When listing or describing a UAI, an error in the uai_msg field may be returned. For example:

ncn# cray uas list --format toml

There may be something similar to the following output:

[[results]]
uai_age = "0m"
uai_connect_string = "ssh vers@10.103.13.172"
uai_host = "ncn-w001"
uai_img = "registry.local/cray/cray-uai-sles15sp3:1.0.11"
uai_ip = "10.103.13.172"
uai_msg = "ErrImagePull"
uai_name = "uai-vers-87a0ff6e"
uai_status = "Waiting"
username = "vers"

This means the pre-made end-user UAI image is not in the local registry (or whatever registry it is being pulled from; see the uai_img value for details). To correct this, locate and push/import the image to the registry.

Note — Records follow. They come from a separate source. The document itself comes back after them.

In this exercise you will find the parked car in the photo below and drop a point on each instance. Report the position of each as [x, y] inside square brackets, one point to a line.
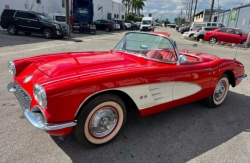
[138, 24]
[229, 35]
[184, 29]
[188, 34]
[121, 22]
[200, 33]
[133, 25]
[196, 25]
[103, 24]
[127, 25]
[58, 17]
[29, 22]
[88, 93]
[84, 27]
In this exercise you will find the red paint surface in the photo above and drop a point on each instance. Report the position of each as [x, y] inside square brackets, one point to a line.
[70, 78]
[226, 37]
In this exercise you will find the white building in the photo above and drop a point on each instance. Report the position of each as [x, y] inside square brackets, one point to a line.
[103, 9]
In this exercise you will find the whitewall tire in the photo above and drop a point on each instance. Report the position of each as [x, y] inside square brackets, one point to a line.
[220, 92]
[100, 120]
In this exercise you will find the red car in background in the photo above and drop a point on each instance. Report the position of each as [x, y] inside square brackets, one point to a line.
[229, 35]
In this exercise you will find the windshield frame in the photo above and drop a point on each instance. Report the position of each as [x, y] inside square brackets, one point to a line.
[45, 15]
[148, 58]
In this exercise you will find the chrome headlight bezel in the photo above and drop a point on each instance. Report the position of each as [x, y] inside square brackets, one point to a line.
[12, 68]
[40, 95]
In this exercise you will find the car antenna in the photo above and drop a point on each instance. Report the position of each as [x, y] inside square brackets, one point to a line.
[236, 53]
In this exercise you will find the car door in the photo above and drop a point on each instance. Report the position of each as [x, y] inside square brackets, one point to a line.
[235, 36]
[223, 35]
[21, 20]
[33, 23]
[98, 24]
[192, 77]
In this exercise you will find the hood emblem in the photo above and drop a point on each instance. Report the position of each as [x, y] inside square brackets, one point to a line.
[27, 79]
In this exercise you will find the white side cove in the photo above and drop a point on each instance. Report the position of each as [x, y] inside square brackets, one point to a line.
[149, 95]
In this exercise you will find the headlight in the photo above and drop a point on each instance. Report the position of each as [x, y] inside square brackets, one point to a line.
[12, 68]
[40, 95]
[57, 26]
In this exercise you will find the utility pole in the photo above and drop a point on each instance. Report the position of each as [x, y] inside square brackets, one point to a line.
[195, 9]
[191, 11]
[67, 11]
[211, 10]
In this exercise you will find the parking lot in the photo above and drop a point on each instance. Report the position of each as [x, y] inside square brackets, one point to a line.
[189, 133]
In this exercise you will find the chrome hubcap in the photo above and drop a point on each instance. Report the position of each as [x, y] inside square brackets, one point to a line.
[220, 91]
[103, 122]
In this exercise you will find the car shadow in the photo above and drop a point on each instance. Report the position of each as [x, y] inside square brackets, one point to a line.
[176, 135]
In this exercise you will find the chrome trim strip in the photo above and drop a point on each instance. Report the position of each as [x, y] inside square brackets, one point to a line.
[29, 27]
[47, 126]
[11, 88]
[241, 77]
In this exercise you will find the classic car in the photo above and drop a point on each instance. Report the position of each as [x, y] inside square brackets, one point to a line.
[228, 35]
[88, 93]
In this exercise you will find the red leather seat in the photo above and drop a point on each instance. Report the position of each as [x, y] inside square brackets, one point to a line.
[154, 54]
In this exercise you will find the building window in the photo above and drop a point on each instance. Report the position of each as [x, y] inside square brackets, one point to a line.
[63, 3]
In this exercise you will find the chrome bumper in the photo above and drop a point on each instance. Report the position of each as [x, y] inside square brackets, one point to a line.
[36, 122]
[241, 77]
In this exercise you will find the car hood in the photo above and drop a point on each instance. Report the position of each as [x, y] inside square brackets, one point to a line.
[77, 63]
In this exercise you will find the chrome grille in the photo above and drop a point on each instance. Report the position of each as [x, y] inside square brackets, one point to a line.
[22, 96]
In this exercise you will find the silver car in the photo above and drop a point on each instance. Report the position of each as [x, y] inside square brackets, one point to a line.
[200, 33]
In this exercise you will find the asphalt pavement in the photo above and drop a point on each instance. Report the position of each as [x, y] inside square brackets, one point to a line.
[189, 133]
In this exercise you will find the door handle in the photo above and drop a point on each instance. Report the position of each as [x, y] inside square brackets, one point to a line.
[208, 69]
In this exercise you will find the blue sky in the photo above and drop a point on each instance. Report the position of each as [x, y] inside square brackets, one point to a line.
[172, 8]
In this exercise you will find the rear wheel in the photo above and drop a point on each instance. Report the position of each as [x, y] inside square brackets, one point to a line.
[12, 29]
[100, 120]
[213, 40]
[220, 92]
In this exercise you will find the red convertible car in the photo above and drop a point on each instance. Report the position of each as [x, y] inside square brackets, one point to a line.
[88, 93]
[228, 35]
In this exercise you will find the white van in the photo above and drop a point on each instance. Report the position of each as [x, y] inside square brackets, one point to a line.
[147, 24]
[197, 25]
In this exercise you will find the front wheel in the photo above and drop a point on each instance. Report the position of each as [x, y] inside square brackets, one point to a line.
[100, 120]
[220, 92]
[213, 40]
[47, 33]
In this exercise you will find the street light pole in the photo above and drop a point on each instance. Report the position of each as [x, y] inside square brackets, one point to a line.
[195, 9]
[191, 11]
[67, 11]
[211, 11]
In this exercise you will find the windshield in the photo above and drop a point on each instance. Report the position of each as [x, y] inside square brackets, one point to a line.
[148, 45]
[146, 22]
[45, 17]
[82, 11]
[61, 18]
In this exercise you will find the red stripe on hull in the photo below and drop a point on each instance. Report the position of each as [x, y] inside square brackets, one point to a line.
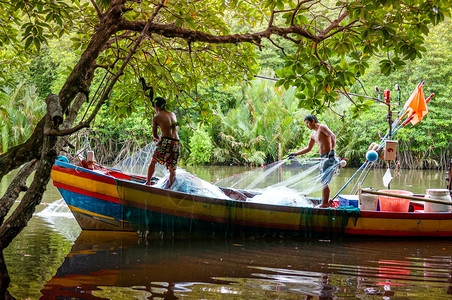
[398, 233]
[101, 177]
[87, 193]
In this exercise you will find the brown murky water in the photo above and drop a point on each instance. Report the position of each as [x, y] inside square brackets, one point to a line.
[53, 259]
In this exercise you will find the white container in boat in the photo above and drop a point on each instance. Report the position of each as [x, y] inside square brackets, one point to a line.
[437, 194]
[368, 201]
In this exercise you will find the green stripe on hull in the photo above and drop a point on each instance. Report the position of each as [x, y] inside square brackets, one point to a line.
[151, 223]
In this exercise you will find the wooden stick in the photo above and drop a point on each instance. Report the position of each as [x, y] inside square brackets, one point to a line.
[407, 197]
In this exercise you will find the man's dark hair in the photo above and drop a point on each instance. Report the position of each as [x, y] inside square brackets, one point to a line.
[310, 118]
[160, 102]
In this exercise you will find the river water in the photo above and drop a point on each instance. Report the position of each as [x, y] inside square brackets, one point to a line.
[53, 259]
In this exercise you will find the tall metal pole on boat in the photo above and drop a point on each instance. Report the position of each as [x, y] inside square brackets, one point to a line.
[386, 95]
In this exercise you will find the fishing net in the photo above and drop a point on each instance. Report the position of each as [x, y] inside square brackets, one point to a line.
[305, 175]
[138, 163]
[285, 182]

6.4.4 Missing volumes and other container startup issues

Various packages install volumes in the UAS configuration. All of those volumes must also have the underlying resources available, sometimes on the host node where the UAI is running sometimes from with Kubernetes. If a UAI gets stuck with a ContainerCreating uai_msg field for an extended time, this is a likely cause. UAIs run in the user Kubernetes namespace, and are pods that can be examined using kubectl describe.

  1. Locate the pod.

    ncn-mw# kubectl get po -n user | grep <uai-name>
    
  2. Investigate the problem using the pod name from the previous step.

    ncn-mw# kubectl describe pod -n user <pod-name>
    

    If volumes are missing they will show up in the Events: section of the output. Other problems may show up there as well. The names of the missing volumes or other issues should indicate what needs to be fixed to make the UAI run.